What I cannot fault Hail, Caesar! for, however, is its presentation. As mentioned beforehand, the movie emulates the look and feel of 1950s Hollywood cinema whether focusing on the making of a picture or not. Roger Deakins’ cinematography masterfully captures that magical look seen in so many films of the era in both camerawork and lighting, all filmed in classic 35mm. The sets and costumes are all period perfect, gushing with lavish design and gloriously saturated colours, and the choreography on the film’s two dance sequences feels ripped right out of a masterpiece of the time.
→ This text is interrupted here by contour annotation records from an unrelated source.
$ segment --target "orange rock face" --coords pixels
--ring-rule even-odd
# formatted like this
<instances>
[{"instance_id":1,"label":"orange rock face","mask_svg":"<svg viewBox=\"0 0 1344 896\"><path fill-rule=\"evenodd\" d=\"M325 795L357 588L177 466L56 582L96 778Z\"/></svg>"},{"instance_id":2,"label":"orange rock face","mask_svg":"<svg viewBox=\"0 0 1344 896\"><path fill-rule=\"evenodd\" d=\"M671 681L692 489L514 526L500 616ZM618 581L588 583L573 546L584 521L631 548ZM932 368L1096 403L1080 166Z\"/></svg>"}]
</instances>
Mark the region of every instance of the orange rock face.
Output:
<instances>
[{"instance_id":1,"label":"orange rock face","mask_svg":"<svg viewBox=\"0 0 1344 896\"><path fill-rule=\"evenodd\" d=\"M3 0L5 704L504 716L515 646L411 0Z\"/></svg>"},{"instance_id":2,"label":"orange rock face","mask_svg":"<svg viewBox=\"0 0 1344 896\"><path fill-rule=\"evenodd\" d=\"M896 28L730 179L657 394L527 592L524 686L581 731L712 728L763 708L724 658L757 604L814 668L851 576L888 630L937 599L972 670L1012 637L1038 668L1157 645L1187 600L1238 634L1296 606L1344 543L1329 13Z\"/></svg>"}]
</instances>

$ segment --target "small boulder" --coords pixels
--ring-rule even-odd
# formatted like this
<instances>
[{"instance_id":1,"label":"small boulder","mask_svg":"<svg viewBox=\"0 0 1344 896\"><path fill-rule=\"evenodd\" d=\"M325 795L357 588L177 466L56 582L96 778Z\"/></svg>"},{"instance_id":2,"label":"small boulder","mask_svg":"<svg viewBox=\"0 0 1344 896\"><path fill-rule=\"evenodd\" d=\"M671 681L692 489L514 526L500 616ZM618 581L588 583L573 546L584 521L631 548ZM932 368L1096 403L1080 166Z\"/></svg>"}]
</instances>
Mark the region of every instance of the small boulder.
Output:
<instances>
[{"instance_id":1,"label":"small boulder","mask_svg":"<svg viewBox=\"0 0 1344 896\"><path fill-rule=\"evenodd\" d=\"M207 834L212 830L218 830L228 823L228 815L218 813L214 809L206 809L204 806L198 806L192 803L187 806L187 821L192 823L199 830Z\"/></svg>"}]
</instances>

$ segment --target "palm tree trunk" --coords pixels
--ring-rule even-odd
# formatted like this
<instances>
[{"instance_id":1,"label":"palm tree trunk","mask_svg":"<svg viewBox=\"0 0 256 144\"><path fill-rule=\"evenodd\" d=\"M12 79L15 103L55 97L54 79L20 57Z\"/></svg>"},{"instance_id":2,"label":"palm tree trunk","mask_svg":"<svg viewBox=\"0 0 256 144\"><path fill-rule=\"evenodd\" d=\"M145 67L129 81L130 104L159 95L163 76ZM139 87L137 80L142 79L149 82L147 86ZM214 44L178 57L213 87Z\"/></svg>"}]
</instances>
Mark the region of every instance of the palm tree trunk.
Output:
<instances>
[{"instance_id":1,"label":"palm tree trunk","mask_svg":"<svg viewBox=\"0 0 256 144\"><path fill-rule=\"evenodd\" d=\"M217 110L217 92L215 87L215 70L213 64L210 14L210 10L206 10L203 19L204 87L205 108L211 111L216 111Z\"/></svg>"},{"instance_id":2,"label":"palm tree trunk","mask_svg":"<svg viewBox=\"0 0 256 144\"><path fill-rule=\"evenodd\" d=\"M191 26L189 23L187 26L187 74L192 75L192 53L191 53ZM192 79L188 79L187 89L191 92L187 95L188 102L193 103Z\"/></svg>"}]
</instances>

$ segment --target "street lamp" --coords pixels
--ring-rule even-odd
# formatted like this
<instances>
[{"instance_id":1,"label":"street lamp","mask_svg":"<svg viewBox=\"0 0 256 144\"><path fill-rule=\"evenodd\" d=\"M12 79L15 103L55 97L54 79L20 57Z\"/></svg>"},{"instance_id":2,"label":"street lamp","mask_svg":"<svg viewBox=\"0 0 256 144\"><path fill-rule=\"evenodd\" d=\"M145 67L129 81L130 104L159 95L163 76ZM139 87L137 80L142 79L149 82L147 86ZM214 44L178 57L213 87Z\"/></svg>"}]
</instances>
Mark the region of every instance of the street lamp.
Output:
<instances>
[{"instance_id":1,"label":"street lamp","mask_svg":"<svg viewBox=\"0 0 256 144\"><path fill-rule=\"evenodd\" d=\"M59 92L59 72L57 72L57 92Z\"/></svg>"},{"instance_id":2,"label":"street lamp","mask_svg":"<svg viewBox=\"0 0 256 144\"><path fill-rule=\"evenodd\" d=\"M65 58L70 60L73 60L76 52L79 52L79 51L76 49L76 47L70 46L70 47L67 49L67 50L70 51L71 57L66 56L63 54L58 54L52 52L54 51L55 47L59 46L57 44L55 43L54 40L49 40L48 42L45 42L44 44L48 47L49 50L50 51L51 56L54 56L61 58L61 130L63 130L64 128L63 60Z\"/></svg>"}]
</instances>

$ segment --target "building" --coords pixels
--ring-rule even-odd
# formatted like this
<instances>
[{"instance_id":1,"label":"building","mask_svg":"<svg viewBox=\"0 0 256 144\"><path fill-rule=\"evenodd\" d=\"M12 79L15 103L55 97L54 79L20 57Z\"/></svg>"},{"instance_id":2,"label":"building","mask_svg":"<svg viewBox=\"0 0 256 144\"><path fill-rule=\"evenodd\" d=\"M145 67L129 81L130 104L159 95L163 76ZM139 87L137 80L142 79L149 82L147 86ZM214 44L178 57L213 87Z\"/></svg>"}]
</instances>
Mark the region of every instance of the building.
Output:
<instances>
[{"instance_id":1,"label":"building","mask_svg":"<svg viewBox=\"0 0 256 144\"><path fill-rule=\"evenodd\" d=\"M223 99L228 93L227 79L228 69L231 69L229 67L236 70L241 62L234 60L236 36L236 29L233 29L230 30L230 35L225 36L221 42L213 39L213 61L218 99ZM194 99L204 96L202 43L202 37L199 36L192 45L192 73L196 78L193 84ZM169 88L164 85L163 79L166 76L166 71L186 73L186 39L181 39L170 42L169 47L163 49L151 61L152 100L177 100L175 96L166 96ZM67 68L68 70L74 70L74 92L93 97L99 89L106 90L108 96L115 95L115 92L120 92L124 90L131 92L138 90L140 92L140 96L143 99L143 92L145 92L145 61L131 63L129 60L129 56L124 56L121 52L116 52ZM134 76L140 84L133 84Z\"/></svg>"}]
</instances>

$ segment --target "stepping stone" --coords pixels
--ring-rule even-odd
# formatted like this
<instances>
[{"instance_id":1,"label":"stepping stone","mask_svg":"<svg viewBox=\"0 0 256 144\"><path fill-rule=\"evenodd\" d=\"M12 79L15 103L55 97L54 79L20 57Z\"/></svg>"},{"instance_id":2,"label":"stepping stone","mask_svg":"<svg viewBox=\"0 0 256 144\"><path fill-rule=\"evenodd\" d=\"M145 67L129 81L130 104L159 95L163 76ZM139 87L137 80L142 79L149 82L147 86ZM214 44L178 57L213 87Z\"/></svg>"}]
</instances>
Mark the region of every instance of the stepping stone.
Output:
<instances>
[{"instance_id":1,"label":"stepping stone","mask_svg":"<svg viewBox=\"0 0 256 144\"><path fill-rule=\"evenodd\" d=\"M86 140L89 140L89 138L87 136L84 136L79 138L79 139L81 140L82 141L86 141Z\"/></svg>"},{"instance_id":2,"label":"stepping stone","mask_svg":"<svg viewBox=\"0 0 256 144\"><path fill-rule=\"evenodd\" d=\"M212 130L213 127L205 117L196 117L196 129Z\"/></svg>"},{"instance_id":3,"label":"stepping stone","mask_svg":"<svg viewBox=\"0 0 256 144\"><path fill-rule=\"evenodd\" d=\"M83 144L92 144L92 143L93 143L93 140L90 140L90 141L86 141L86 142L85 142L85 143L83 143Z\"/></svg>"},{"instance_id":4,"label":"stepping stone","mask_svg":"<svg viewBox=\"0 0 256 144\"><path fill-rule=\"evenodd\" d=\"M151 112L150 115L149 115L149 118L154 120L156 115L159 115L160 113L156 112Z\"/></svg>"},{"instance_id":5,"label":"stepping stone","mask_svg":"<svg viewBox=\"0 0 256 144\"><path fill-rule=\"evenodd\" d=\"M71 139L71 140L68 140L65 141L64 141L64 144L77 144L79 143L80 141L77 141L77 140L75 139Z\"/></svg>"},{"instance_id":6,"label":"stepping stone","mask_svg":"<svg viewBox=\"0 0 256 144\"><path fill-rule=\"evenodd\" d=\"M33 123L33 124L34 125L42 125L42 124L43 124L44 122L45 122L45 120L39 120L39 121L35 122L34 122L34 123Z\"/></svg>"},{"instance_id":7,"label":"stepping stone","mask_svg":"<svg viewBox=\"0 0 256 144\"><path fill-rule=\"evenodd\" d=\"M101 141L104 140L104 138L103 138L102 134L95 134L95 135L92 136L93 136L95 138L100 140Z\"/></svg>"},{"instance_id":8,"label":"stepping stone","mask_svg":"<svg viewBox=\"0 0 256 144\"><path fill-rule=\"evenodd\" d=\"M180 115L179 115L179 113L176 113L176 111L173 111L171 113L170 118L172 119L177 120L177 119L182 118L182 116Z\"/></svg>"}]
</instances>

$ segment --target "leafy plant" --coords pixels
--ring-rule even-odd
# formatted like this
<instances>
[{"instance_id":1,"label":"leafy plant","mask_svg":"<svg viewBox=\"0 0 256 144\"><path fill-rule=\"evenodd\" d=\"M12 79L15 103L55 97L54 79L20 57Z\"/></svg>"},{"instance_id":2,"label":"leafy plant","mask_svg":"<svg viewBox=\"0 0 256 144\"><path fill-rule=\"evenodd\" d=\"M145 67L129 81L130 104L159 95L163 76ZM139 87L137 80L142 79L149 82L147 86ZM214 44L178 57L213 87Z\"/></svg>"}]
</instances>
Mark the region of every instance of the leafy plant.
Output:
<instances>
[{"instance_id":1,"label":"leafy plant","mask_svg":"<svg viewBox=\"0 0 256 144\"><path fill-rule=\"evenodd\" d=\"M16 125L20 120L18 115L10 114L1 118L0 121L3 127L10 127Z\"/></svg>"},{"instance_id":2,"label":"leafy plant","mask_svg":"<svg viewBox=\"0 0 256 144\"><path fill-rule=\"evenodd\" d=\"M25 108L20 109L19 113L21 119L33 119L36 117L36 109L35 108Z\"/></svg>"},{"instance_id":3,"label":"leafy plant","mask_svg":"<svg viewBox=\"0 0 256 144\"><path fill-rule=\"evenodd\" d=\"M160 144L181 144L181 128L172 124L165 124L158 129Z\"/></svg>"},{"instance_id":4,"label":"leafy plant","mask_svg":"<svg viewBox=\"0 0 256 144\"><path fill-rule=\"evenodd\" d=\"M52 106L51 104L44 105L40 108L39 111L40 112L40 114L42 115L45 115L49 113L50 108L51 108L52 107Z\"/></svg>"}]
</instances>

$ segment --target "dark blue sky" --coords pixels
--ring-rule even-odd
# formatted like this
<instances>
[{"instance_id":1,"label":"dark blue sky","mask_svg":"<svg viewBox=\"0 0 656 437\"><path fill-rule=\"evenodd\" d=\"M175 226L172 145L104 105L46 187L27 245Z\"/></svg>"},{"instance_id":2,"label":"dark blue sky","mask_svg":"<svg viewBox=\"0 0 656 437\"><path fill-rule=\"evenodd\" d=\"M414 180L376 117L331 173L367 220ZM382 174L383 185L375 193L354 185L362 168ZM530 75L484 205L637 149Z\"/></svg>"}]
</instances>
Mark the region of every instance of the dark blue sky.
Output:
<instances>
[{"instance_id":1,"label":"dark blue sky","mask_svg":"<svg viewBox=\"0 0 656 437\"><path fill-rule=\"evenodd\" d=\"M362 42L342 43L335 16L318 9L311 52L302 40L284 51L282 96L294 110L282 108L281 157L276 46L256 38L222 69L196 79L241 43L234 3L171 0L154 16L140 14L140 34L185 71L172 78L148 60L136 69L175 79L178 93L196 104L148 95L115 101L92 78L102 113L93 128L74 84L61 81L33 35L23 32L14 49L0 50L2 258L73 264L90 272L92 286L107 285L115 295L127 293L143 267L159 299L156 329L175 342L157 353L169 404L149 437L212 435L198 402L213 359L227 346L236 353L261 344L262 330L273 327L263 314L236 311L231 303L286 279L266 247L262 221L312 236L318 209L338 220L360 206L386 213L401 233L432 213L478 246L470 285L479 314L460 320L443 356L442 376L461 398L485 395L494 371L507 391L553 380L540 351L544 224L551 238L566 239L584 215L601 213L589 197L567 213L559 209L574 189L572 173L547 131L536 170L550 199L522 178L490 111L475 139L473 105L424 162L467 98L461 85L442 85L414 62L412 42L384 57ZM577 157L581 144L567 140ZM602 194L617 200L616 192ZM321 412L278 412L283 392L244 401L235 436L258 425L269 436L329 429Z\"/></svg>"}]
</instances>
Carter Burwell’s score feels pitch perfect for the film’s style and tone, and what little visual effects work there may be blends seamlessly into the movie’s otherwise beautifully archaic appearance.
As much praise as they deservedly get, The Coen Brothers don’t always hit it out of the park and Hail, Caesar! probably won’t become a classic like many of their other films; I’m sure it’ll build a loyal fanbase, but I doubt it’s going to become anyone’s favourite. It certainly has a lot of interesting ideas, but it has far too many for its own good, resulting in an periodically intriguing but overall muddled experience. It’s certainly worth a watch for anyone with a passion for its subject matter, and Alden Ehrenreich’s performance is more than worth your time (seriously, he’s one of the best and most underutilised actors of his generation), but it’s nothing you need to rush out and see. Hopefully whatever Joel and Ethan have cooked up for us next will be a little more satisfying.